Influence of thread diameter on stencil quality
The taller weave of mesh with larger diameter and lower open area can also affect several important characteristics of the stencil coating. The taller profile of mesh having larger thread diameter makes it more difficult to maintain a smooth stencil profile (lower Rz value) when coating with direct emulsion. As the wet emulsion layer dries into the mesh, the resulting surface topography of the coating is greatly influenced by the mesh profile underneath. The dried profile of the stencil coating takes on that of the mesh which supports it from below.

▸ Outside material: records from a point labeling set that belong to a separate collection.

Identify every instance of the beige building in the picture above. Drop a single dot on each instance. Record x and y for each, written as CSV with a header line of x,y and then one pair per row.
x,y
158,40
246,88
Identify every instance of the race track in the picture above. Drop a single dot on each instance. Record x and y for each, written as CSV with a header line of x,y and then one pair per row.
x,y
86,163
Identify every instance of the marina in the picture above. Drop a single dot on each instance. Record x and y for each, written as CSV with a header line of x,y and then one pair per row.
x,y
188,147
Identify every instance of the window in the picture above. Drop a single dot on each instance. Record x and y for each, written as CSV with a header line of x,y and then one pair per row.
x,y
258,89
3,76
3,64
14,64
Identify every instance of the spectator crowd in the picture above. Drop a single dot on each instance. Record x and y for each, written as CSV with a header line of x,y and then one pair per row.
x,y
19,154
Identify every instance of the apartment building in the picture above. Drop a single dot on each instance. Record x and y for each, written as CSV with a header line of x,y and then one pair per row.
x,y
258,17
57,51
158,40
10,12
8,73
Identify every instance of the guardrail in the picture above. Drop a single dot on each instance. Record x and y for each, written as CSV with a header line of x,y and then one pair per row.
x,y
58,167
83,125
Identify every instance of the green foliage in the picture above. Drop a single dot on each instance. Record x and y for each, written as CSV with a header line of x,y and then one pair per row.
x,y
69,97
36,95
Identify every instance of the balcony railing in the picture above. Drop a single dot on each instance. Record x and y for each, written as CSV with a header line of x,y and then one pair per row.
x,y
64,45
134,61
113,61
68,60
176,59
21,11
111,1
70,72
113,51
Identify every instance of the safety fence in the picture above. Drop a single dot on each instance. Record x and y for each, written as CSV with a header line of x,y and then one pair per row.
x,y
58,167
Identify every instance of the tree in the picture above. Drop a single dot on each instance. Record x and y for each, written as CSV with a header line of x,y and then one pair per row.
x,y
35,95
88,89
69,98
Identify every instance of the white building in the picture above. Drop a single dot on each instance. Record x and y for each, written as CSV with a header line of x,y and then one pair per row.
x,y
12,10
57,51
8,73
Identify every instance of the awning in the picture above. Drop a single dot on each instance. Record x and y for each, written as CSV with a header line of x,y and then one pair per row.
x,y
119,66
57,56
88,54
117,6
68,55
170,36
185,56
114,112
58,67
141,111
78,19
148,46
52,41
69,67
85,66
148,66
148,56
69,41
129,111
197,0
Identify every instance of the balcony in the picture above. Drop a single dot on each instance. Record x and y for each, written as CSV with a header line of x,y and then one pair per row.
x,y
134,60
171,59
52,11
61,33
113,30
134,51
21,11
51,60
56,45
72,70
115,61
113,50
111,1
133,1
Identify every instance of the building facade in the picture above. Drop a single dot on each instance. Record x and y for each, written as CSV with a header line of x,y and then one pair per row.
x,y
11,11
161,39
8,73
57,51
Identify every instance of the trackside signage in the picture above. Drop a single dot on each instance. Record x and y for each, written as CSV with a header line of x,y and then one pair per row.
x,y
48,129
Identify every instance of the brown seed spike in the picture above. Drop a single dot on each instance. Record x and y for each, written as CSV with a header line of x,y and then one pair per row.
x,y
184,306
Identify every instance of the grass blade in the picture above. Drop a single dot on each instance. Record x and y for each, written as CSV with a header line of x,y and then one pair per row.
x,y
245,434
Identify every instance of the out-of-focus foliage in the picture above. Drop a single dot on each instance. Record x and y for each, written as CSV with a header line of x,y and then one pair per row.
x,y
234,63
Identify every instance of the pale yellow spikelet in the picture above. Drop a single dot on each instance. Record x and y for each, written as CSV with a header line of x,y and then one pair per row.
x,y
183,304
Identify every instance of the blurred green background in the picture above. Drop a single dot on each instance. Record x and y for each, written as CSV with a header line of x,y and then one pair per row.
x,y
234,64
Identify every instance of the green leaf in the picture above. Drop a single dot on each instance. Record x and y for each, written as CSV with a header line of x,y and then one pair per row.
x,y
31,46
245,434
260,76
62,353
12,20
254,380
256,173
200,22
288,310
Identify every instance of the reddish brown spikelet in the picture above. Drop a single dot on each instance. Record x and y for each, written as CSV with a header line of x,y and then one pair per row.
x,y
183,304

Figure 4 shows two stainless-steel screen types, one with 25-micron wire diameter and the other having a wire diameter of 16 microns. The top set of photos show the emulsion stencil topography on both mesh types when the direct emulsion stencil thickness is just 7 microns. The lower set of photos contained in Figure 4 show the identical two mesh types when the EOM (emulsion over mesh) is increased to 18 microns. The mesh profile underneath influences the coating surface profile particularly when the coating EOM is thin, but is more apparent when the mesh is thicker as a result of larger diameter size.

As diameter increases and open area becomes more closed, the wire weave displays a taller profile. When wire diameter decreases, open area increases and the weave profile is lower and smoother. Because stainless-steel mesh is shiny and reflective, the lower weave profile of mesh having smaller wire diameter and increased open area can in many instances be more advantageous when screen imaging.